NFTプロジェクトを収益化する上で欠かせない要素だったのがクリエイター報酬(ロイヤリティ)です。それが、今後無くなっていく方向に動いています。

現在、ロイヤリティは無くなっていく方向に向かっているため、運営者は新たな収益化の手法を模索する必要があります。

そのようななか、NFTプロジェクトの運営者は今後、いかにして収益を上げていけばよいのでしょうか。本記事では、運営者がNFTプロジェクトを収益化するための具体的な施策例を提示します。

NFTロイヤリティをめぐる論争

NFTのロイヤリティは、売却価格の一部が自動的に発行主に還元される仕組みを指します。これまでのデジタルアートと異なり、二次流通における売却益の一部が発行主に入るロイヤリティは、NFTならではの収益方法として注目されてきました。

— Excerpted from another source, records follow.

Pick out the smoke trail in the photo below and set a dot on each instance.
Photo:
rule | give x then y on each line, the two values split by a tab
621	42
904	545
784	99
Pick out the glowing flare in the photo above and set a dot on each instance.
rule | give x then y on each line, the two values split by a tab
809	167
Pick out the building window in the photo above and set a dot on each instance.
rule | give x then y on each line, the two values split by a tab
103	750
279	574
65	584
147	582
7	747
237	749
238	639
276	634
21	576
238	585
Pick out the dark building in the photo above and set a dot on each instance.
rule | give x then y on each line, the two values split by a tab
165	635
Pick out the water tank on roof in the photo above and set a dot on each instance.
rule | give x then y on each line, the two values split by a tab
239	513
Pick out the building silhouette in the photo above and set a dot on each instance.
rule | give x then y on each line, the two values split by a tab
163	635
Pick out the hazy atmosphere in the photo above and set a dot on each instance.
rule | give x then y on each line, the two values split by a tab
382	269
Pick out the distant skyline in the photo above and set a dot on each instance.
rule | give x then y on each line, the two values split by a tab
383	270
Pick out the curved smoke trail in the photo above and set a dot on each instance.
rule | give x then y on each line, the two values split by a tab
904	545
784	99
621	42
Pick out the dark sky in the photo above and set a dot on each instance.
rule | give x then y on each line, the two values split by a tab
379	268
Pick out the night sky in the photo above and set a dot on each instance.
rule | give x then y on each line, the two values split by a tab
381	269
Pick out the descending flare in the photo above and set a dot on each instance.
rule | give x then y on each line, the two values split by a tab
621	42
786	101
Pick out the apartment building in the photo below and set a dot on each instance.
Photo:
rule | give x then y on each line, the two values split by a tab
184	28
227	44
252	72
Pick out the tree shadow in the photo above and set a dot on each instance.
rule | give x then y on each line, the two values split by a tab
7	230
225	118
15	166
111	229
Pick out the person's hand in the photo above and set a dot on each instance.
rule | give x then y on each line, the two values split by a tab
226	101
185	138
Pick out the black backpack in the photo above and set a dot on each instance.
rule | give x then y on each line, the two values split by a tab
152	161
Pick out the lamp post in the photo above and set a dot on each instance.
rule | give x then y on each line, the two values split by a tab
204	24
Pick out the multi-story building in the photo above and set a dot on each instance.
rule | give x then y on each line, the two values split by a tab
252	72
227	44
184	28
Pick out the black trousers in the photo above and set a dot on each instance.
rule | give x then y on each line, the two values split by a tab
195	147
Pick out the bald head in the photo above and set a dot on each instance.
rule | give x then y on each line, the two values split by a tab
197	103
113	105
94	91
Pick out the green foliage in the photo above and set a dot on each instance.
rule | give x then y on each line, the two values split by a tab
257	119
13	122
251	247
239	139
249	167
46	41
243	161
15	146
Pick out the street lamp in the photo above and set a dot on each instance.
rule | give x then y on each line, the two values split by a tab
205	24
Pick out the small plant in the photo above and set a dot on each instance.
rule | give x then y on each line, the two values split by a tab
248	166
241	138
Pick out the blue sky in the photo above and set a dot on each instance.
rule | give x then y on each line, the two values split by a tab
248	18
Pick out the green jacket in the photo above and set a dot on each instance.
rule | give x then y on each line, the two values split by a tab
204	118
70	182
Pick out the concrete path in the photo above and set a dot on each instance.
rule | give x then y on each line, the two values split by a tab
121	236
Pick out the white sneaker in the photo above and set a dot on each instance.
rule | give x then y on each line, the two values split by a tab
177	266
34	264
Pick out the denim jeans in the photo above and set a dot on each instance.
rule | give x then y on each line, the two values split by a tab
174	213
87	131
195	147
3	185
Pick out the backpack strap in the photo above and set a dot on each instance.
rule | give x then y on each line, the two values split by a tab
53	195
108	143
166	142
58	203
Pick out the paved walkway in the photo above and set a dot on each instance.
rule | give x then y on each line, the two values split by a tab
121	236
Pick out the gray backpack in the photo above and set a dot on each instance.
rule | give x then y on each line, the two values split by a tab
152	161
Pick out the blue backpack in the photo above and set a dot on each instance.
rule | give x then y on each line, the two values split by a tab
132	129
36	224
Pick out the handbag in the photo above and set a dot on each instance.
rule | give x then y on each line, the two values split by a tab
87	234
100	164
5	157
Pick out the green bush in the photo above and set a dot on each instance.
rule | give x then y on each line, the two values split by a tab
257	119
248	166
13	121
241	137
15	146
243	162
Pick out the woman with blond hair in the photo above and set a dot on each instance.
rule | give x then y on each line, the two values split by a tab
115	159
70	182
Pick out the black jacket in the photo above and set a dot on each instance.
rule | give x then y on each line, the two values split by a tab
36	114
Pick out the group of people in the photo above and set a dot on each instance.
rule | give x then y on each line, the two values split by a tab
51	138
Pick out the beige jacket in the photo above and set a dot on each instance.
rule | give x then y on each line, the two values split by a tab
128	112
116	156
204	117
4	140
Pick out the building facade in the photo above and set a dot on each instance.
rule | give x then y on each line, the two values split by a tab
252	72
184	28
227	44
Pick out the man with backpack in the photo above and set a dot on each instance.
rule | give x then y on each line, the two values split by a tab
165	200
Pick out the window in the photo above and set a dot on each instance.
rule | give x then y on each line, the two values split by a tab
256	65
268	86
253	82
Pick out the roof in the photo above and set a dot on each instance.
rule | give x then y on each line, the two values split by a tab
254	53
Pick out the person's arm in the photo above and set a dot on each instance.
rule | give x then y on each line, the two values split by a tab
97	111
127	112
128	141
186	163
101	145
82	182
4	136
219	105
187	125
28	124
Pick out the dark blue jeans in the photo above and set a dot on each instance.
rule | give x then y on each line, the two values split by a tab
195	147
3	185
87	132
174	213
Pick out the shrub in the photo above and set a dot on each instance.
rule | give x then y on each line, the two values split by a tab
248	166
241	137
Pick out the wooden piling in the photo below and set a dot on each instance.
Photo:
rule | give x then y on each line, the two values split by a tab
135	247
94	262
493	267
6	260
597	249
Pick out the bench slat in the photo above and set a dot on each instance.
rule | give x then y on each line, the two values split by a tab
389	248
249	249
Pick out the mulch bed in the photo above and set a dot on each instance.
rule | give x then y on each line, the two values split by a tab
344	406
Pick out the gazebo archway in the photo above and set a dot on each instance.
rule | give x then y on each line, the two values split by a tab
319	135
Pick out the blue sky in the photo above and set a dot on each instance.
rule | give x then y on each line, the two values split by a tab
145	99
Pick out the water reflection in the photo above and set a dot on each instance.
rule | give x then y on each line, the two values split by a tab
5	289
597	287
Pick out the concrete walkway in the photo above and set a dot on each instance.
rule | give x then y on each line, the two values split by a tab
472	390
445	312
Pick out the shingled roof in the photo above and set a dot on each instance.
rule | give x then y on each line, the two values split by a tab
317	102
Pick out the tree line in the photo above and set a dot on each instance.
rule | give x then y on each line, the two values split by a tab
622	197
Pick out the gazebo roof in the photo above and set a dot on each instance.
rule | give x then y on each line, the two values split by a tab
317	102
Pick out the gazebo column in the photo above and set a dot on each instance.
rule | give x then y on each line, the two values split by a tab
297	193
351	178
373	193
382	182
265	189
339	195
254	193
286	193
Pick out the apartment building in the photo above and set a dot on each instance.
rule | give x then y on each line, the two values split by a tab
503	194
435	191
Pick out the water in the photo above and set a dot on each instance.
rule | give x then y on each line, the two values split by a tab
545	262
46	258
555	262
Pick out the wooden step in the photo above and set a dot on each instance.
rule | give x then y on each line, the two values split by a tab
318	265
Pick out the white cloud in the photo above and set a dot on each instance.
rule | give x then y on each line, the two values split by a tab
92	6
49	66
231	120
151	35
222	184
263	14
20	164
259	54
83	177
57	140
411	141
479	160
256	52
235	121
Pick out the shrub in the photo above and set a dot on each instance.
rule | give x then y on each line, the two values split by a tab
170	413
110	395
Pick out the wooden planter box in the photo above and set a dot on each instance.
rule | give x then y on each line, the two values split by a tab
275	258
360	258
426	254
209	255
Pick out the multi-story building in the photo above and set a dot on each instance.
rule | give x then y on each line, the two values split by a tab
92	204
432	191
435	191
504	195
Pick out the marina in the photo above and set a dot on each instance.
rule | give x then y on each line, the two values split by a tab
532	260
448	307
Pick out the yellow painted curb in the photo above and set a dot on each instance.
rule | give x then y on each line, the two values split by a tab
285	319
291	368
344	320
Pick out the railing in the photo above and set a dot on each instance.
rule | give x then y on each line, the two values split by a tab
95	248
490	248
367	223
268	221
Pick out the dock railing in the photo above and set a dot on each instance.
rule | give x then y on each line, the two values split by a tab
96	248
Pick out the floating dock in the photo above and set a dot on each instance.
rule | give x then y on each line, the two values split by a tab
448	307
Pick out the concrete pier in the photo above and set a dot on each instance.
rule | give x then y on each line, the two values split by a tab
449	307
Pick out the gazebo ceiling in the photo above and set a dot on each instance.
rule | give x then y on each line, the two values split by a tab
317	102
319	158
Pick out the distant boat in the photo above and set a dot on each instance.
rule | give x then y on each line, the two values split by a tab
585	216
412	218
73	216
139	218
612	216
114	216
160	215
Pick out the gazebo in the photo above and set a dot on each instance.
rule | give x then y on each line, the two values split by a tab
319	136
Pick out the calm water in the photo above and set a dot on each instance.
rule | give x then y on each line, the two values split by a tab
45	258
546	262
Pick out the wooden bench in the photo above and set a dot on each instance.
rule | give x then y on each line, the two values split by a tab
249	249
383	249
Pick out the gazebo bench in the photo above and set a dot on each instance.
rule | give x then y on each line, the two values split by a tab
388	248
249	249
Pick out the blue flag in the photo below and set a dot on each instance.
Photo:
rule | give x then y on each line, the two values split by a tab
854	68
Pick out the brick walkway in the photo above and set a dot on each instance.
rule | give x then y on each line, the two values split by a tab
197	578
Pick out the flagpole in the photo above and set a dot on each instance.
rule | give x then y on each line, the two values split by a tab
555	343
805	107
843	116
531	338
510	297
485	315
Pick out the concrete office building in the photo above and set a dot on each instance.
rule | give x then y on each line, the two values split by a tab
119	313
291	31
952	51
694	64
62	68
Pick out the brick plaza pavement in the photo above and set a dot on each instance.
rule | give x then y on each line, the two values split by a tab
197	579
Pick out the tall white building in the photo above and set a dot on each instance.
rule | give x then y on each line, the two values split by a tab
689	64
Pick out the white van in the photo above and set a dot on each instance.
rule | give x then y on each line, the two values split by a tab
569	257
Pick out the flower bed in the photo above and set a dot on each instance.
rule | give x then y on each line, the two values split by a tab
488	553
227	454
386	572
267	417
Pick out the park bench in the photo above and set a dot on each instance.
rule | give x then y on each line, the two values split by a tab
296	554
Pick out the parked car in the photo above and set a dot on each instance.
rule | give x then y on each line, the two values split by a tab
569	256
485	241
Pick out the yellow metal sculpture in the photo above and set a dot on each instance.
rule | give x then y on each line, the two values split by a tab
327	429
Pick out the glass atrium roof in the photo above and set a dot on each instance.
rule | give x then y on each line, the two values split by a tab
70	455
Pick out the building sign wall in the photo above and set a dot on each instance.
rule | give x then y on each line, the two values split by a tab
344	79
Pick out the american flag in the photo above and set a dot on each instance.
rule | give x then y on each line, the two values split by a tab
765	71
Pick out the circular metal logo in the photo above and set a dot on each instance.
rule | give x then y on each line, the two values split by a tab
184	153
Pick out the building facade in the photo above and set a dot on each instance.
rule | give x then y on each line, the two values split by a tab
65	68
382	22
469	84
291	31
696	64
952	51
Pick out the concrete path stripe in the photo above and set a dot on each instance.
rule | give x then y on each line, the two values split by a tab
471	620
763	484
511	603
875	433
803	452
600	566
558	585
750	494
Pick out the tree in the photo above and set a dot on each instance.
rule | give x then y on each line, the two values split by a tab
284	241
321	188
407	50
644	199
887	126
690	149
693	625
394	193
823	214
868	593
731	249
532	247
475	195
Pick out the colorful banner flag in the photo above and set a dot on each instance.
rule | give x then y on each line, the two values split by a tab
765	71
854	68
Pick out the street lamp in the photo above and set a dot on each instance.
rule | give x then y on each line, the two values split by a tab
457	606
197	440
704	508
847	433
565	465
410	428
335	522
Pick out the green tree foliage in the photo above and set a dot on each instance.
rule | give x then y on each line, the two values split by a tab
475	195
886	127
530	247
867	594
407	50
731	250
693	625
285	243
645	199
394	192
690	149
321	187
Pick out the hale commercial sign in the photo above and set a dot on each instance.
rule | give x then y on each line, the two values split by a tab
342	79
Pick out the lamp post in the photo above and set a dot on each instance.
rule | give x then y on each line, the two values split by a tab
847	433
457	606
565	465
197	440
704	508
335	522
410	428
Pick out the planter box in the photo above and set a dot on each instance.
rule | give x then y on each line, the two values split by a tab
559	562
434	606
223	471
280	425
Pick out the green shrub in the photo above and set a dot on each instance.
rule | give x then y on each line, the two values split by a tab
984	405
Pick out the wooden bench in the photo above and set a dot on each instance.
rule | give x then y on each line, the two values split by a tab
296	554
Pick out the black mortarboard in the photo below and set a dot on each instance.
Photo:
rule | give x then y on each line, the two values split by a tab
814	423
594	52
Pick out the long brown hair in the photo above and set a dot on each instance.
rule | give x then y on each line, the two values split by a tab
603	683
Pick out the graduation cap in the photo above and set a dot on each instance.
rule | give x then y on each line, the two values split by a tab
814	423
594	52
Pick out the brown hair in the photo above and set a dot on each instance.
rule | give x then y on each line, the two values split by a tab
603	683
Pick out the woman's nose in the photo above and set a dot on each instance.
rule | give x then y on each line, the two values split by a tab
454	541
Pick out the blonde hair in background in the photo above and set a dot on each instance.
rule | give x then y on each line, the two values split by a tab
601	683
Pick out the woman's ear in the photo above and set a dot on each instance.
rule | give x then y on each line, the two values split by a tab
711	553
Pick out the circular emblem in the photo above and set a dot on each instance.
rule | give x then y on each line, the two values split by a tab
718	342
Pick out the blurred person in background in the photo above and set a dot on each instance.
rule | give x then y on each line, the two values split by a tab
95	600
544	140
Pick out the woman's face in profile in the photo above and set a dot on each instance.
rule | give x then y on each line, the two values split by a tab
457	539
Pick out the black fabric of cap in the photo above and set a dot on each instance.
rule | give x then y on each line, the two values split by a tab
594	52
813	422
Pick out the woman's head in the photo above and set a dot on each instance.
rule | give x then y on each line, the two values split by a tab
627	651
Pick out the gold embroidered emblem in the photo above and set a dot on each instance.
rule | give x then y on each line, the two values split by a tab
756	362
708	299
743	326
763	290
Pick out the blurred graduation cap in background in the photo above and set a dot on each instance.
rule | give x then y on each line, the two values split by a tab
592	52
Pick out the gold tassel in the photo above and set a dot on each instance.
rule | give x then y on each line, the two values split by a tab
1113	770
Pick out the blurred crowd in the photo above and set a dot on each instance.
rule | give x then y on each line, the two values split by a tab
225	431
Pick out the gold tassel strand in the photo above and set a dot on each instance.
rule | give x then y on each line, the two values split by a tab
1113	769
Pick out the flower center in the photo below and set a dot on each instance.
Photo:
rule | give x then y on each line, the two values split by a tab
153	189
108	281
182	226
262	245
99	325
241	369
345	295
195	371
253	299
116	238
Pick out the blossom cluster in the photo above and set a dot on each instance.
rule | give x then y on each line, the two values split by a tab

しかし2022年後半から、ロイヤリティをめぐって大きな変化が起きています。以下、NFTのロイヤリティをめぐる変化について、時系列でまとめます。

Sudoswapの登場

2022年7月にローンチした分散型NFTマーケットプレイス「Sudoswap(スドスワップ)」pは、ロイヤリティを廃止し、プラットフォーム手数料も当時で業界最安値となる0.5%に設定しました。これがロイヤリティ論争の発端とされています。

Sudoswapは、ローンチ初月の取引量が13億円(当時レートで1千万ドル)を達成、2022年8月第3週には週次取引高の市場シェア率が5.6%を記録するなど、一躍、有名NFTマーケットプレイスとなりました。

ロイヤリティの任意支払い、インセンティブ配布が普及

翌月の2022年8月下旬には、大手NFTマーケットプレイス「X2Y2」が「ロイヤリティをすべて購入者の任意とし、チップ制にする」と発表し、NFTの購入者にロイヤリティの支払い有無を選択させる「フレキシブルロイヤリティ(Flexible Royalty)」という仕組みを導入しました。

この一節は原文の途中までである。